Pessoeti, que hoje está com uma das pernas imobilizada após romper um ligamento, explica que a associação o ajudou com os custos médicos por meio de uma parceria com o Instituto Vita, uma clínica especializada em ortopedia e reabilitação. “Eles me deram bastante suporte, foram os primeiros a correr atrás para que eu pudesse fazer os exames e operar, no mês que vem”, disse.

Para participar do projeto é necessário ser estudante de um dos CEUs ou de escolas municipais de ensino fundamental atendidas.

A ONG é financiada pela Lei Paulista de Incentivo ao Esporte e pela Lei de Incentivo ao Esporte. Entre os parceiros da entidade estão a companhia aérea Latam (antiga TAM), o banco ABC Brasil, o Governo Federal e a Ticket.

A popularização do rugby no Brasil

A iniciativa na periferia de São Paulo vai na direção da popularização do esporte no país. O rugby não é um esporte tradicional no Brasil, foi criado na Inglaterra, no século 19 e ganhou popularidade com sua difusão nos Estados Unidos. Estima-se que, no mundo, o esporte seja praticado por sete milhões de pessoas. No Brasil, os números mais recentes (de 2012) contabilizavam 30 mil praticantes.

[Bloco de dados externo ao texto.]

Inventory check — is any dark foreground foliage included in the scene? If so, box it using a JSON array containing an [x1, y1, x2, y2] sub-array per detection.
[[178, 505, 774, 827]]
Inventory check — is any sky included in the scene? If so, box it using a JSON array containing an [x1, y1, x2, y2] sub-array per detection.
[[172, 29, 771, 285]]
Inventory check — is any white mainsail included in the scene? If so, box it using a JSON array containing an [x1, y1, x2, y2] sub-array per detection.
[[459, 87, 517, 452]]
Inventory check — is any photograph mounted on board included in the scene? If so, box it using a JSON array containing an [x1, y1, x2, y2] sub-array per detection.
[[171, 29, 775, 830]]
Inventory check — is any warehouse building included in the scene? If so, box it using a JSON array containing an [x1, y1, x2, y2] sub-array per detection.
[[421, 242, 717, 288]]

Nos últimos anos, no entanto, a seleção feminina de rugby – uma das melhores do continente – capitaneou o interesse pelo esporte do país.

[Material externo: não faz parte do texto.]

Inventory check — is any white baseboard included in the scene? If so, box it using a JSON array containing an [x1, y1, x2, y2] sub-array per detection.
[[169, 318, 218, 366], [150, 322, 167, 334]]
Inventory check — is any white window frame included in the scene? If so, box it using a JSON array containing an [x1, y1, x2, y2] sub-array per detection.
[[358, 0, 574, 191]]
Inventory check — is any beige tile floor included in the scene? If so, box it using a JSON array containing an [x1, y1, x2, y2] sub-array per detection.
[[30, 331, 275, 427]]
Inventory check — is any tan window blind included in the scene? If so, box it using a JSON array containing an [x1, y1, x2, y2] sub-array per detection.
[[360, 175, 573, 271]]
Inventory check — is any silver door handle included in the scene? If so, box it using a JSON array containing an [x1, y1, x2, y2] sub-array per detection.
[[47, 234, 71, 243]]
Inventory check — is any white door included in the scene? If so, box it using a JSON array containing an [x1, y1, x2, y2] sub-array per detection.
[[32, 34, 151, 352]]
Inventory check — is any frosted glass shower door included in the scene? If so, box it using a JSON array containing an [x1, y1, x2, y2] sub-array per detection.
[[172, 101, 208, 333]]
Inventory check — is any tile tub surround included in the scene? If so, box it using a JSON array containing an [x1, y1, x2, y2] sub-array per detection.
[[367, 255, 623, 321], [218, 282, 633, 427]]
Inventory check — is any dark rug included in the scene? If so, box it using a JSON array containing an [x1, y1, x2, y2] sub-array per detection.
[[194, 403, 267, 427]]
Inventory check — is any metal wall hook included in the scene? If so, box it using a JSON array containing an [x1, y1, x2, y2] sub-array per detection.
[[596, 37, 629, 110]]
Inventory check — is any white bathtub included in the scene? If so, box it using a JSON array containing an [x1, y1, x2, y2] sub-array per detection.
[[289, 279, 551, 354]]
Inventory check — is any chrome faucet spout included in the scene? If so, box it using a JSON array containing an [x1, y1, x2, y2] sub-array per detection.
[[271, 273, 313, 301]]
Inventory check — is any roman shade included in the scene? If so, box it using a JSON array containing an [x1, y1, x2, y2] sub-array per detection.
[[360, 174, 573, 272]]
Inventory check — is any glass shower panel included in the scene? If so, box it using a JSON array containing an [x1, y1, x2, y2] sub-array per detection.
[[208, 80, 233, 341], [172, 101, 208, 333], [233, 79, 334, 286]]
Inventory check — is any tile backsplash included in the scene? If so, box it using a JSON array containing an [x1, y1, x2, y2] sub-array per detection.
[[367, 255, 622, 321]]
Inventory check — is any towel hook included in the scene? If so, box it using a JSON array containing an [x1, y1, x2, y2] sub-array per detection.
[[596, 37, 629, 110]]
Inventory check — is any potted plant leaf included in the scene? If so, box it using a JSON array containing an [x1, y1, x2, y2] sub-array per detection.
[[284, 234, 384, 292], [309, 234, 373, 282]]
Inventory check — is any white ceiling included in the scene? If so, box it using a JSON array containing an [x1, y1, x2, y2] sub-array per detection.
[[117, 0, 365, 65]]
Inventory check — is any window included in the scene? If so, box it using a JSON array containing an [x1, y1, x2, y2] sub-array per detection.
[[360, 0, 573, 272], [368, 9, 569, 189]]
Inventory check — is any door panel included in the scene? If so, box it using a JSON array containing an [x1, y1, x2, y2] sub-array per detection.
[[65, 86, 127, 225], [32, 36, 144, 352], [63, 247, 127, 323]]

Em 2016, o Brasil foi sede da primeira edição do “Americas Rugby Championship”. A competição trouxe para o país as seleções uruguaia, americana, argentina, canadense e chilena para disputar o campeonato de moldes similares aos europeus e promover o esporte.

A Olimpíada do Rio de Janeiro, em 2016, também marcou a estreia da seleção brasileira nos Jogos. O time participou da estreia da modalidade Rugby Seven (disputada com sete atletas em cada time) nas Olimpíadas. Os brasileiros não ganharam nenhum jogo e a seleção está na terceira divisão do rugby mundial. Mas a Federação Internacional de Rugby aposta nos Tupis (como é conhecida a seleção brasileira) para a disputa da segunda divisão em 2017.

Com o fim dos Jogos Olímpicos, a federação prometeu manter investimentos no Brasil para a promoção do esporte.

Entre 2010 e 2011, a Topper, empresa especializada em materiais esportivos, produziu uma série de comerciais com tom humorístico falando sobre a prática do esporte e o potencial brasileiro na modalidade.